The founder and Chief Executive Officer of Nikola Motor Company suggested today’s truck manufacturers face a fate similar to Kodak, which watched its film business collapse during the advent of digital cameras.

 “They [Kodak] were so powerful that they never expected to change anything,” Trevor Milton said in an address to the 66th annual meeting of the Quebec Trucking Association. “Why change something that already works?”

His Utah-based company is certainly looking to reinvent the idea of a Class 8 truck, as it looks to produce a hydrogen-powered electric model known as the Nikola One.

One of Kodak’s main mistakes was that it focused solely on an existing product without considering a changing environment, he told the crowd. "In the event of a war, for example, the liter of diesel could reach five or seven dollars ... You'll never have to pay that kind of money to run the Nikola One."

Milton also compared the truck’s concept to the arrival of the first smartphones, which also took the marketplace by surprise.

Apple combined the iPhone and iTunes to change the way people purchased music. Nikola One’s monthly payments will include the price of the truck as well as fuel, maintenance, insurance, and even the windshield wipers. The company plans to develop a related network of hydrogen fueling stations, too.

"In the automotive world, emotions sometimes motivate acquisitions," he said. "But not in trucking. It is only money that dictates decisions.”

"The other companies took a long time to figure out what was happening, and that's what's going to happen with the trucking industry," he said.

Once produced, the Nikola One is expected to travel up to 1,900 kilometers on a single filling of the hydrogen fuel cell system, while delivering 1,000 horsepower and 2,000 lb-ft of torque.

"Other manufacturers are trying to meet the new emissions standards by sacrificing torque and power, but drivers do not want to drive a truck that does not have power," he said, stressing that his truck will also offer a quicker braking response than its diesel-powered counterparts.

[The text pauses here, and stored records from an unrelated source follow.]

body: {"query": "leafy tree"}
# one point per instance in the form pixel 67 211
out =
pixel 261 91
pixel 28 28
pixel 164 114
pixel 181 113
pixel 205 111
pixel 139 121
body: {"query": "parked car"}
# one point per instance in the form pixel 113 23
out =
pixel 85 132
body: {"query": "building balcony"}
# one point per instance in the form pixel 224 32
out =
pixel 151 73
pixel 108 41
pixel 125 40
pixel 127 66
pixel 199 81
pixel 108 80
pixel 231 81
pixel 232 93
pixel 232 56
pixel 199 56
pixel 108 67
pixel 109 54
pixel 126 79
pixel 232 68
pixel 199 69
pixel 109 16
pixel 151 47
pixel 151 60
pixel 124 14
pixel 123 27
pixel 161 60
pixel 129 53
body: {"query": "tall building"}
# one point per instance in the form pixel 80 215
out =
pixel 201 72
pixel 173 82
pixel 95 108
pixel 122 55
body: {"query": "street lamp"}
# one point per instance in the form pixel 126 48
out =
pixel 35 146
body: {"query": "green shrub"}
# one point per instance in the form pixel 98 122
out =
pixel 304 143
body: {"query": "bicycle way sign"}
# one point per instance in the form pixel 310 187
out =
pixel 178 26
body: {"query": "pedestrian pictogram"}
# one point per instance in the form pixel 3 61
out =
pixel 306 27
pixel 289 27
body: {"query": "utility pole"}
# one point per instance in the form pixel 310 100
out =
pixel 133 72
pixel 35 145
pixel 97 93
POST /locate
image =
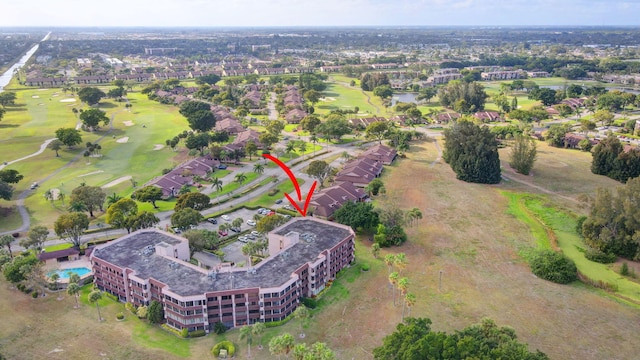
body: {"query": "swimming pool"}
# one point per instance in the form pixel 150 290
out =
pixel 64 273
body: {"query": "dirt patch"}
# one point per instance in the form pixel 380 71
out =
pixel 117 181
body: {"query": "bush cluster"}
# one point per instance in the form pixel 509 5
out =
pixel 599 256
pixel 225 344
pixel 553 266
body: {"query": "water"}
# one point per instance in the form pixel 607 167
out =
pixel 404 97
pixel 63 273
pixel 6 77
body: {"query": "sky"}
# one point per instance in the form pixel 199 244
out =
pixel 259 13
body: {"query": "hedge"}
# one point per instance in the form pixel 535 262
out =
pixel 553 266
pixel 225 344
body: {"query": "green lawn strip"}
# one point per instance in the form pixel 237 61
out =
pixel 267 200
pixel 57 247
pixel 572 246
pixel 154 337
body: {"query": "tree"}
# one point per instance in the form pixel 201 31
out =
pixel 377 130
pixel 472 152
pixel 94 298
pixel 251 148
pixel 91 196
pixel 184 218
pixel 91 95
pixel 7 98
pixel 320 170
pixel 119 213
pixel 56 145
pixel 195 200
pixel 258 168
pixel 69 136
pixel 413 339
pixel 247 333
pixel 36 237
pixel 6 240
pixel 91 118
pixel 71 227
pixel 523 154
pixel 301 313
pixel 334 127
pixel 310 122
pixel 357 215
pixel 148 194
pixel 155 313
pixel 604 117
pixel 73 289
pixel 240 178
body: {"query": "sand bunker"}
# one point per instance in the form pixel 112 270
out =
pixel 117 181
pixel 91 173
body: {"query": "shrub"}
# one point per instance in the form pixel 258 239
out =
pixel 309 302
pixel 624 270
pixel 197 333
pixel 553 266
pixel 219 328
pixel 599 256
pixel 225 344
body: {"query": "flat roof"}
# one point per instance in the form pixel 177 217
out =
pixel 315 237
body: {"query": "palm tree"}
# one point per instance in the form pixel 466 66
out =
pixel 290 148
pixel 389 259
pixel 113 198
pixel 247 333
pixel 409 300
pixel 314 140
pixel 400 261
pixel 240 178
pixel 403 285
pixel 73 289
pixel 301 313
pixel 393 280
pixel 257 330
pixel 302 147
pixel 94 297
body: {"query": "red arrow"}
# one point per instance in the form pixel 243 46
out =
pixel 284 167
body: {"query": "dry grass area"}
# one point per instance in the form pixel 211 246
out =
pixel 465 233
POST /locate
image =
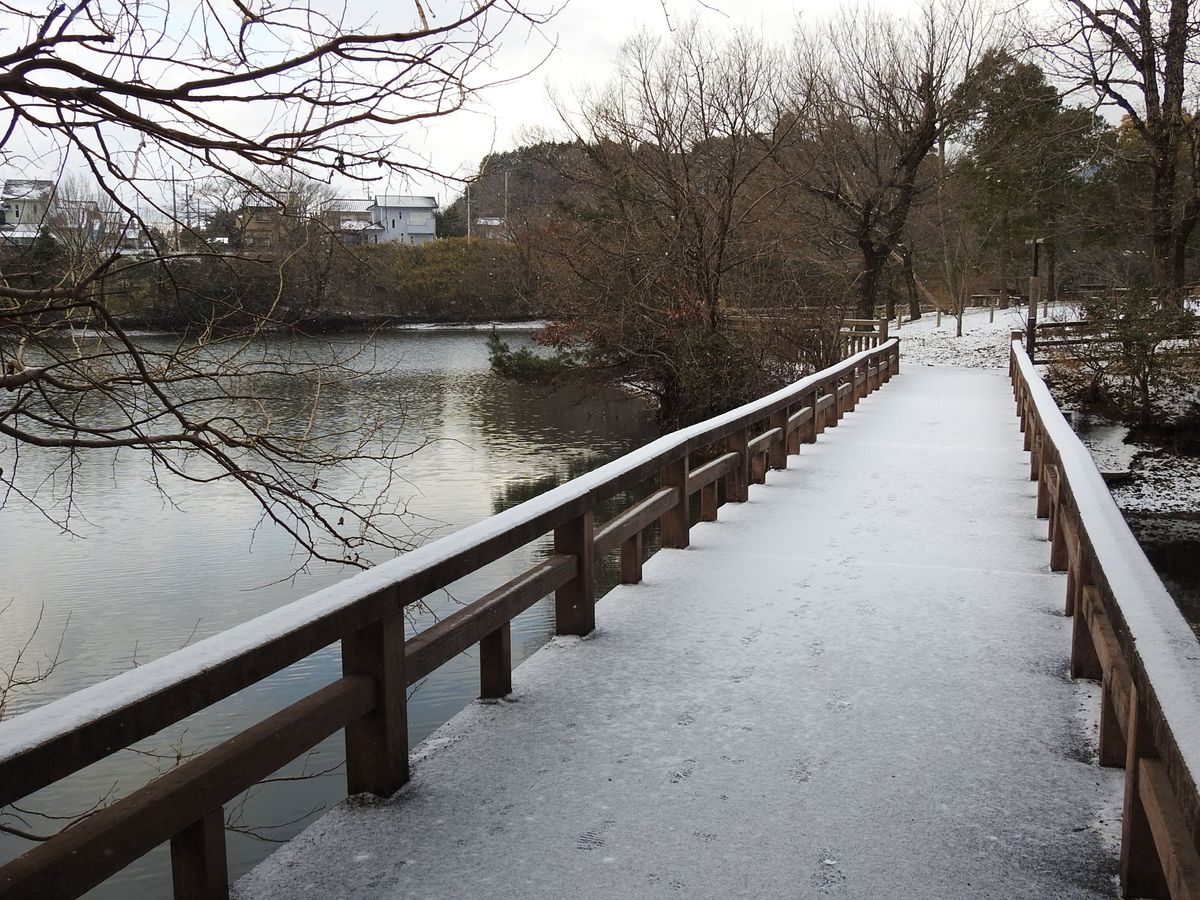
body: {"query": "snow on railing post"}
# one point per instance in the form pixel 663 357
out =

"I love the history of diesel," Milton added. "It used to be the most efficient and efficient alternative. But there is now a more efficient, efficient and emissions-free alternative."

The truck’s batteries will offer a further environmental benefit when they are removed after 1.6 million kilometers of service and sold for a fifth of their traditional price to store solar energy, he said.

"By 2021 the truck will be on the road, it's not a dream," Milton concluded. "The future is here and we're all going to be part of it.”